His eyes drop to the floor as he paws at a jersey hanging in his
locker.
None
of which is evident between the sidelines, where
King morphs into an adrenal gland with legs. Nice guys finish
last, after all, even when they're drafted higher than 245th.
"A
guy in my spot -- a seventh-rounder -- they don't make a lot of
teams," he says. "You got to have a knack. You have to be a demon
on special teams. You have to be the guy who makes the diving catch."
A
muscular 5-feet-11 and 195 pounds, King
relies on strength more than quickness. His power, combined with
an absence of fear familiar to football players and sociopaths,
makes him an ideal possession receiver and return man.
"I
like to see a player who sticks it up in there, instead of doing
a lot of jukes and jives," Browns special-teams coach Jerry Rosburg
says of kickoff and punt returners. "Not a lot of wideouts are strong
enough to do that, and he's showing that he is."
If
King's preseason performance caused some eyebrows to spike,
rookie running back James Jackson didn't share in the surprise.
"He can play," says Jackson, another ex-Hurricane drafted by Davis.

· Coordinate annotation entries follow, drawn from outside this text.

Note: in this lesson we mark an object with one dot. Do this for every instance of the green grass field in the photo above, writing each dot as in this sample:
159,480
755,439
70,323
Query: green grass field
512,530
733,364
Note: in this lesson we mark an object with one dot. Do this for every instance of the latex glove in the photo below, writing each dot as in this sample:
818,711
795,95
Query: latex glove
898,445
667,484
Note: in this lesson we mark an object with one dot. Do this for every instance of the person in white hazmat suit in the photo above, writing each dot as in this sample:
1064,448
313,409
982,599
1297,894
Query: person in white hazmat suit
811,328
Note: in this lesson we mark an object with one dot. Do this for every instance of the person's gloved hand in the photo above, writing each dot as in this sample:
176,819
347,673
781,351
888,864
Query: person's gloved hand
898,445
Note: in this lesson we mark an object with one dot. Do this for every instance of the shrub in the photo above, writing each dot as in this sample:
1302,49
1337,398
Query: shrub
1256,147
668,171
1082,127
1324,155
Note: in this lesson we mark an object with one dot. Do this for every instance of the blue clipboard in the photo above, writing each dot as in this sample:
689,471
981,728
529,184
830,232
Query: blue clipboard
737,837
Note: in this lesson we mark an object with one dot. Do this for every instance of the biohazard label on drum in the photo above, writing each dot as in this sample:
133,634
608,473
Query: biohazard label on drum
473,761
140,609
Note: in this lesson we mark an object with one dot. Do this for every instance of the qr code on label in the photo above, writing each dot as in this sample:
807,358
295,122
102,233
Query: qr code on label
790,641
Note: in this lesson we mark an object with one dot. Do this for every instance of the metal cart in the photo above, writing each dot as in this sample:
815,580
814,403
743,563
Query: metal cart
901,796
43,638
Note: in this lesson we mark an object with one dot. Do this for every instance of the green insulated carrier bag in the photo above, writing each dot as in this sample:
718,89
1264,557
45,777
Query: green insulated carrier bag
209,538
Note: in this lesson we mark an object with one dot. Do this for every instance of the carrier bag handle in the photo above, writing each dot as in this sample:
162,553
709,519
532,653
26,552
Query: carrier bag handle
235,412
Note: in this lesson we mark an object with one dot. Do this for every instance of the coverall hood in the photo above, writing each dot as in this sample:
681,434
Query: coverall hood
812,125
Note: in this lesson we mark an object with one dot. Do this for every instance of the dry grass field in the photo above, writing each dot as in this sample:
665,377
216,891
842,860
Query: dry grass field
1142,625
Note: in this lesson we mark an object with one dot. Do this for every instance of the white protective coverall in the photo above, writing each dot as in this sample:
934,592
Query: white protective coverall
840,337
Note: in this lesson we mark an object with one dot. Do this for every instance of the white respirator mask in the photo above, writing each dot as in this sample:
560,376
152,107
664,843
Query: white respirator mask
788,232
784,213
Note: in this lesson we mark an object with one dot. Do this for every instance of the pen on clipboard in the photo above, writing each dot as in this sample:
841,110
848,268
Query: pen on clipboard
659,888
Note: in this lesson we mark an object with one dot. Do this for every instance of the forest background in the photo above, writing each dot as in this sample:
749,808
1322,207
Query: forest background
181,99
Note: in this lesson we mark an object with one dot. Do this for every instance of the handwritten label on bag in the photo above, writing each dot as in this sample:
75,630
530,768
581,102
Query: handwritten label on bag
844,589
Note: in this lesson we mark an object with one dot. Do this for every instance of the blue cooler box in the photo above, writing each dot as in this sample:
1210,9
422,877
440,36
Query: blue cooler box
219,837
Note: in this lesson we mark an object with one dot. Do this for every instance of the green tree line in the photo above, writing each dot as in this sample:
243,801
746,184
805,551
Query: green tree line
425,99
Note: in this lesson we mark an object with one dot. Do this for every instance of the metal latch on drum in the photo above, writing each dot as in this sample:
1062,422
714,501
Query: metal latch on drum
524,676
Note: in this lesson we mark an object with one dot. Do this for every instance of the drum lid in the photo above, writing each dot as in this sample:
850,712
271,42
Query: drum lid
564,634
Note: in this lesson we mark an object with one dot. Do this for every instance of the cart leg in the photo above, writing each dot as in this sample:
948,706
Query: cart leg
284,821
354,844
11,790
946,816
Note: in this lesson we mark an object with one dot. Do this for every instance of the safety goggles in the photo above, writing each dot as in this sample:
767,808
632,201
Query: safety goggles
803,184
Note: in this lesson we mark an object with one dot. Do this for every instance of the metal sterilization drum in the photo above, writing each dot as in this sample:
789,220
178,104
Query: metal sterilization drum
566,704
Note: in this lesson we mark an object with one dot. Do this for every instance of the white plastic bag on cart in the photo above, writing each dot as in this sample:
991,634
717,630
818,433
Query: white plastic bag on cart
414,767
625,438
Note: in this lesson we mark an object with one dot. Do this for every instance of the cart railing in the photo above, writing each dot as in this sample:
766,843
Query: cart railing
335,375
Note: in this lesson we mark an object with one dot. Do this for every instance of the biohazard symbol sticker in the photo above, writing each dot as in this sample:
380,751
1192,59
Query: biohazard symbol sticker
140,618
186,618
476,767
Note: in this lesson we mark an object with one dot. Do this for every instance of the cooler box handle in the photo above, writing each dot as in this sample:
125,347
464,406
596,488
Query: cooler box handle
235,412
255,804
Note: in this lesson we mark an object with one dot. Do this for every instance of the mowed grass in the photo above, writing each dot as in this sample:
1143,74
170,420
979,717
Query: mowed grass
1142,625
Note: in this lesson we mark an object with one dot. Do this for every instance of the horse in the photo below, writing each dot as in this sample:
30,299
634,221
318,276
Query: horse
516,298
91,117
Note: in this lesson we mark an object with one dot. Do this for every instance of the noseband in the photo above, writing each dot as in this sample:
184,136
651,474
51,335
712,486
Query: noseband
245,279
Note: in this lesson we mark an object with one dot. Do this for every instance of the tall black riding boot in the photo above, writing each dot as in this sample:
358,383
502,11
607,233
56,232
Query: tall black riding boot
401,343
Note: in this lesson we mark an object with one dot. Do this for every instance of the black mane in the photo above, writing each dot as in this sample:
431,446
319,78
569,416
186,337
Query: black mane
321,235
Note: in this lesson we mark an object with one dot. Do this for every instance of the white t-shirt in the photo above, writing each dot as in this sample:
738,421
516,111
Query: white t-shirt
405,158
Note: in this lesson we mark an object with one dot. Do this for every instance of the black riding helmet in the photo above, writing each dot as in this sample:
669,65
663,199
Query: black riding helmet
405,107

"He was right there with Reggie and Santana in college. He's older,
too, so he has that maturity."
His
composure may be what appealed to the Browns, given that self-control
is often a stranger to pro athletes. It's also fair to suggest that
Davis saw in him a chance to plant one of "his guys" in the locker
room: someone who genuinely believes that players must "Train Like
Champions," the Jazzercise-tinged motto plastered on a sign in the
Browns' weight room.
Still,
for everything that makes King an atypical
last-round rookie -- his age, his baseball career, his website (http://www.andreking.net/)
-- he obeys the rookie's code. The twin principles, he says, are
to "know the system and keep your mouth shut." King
applied the credo in the Browns' final preseason game. Wearing
his old college number, 84, which he took after the Browns released
another player, he returned a kickoff for a touchdown.
Two
days later, the Nobody made the team.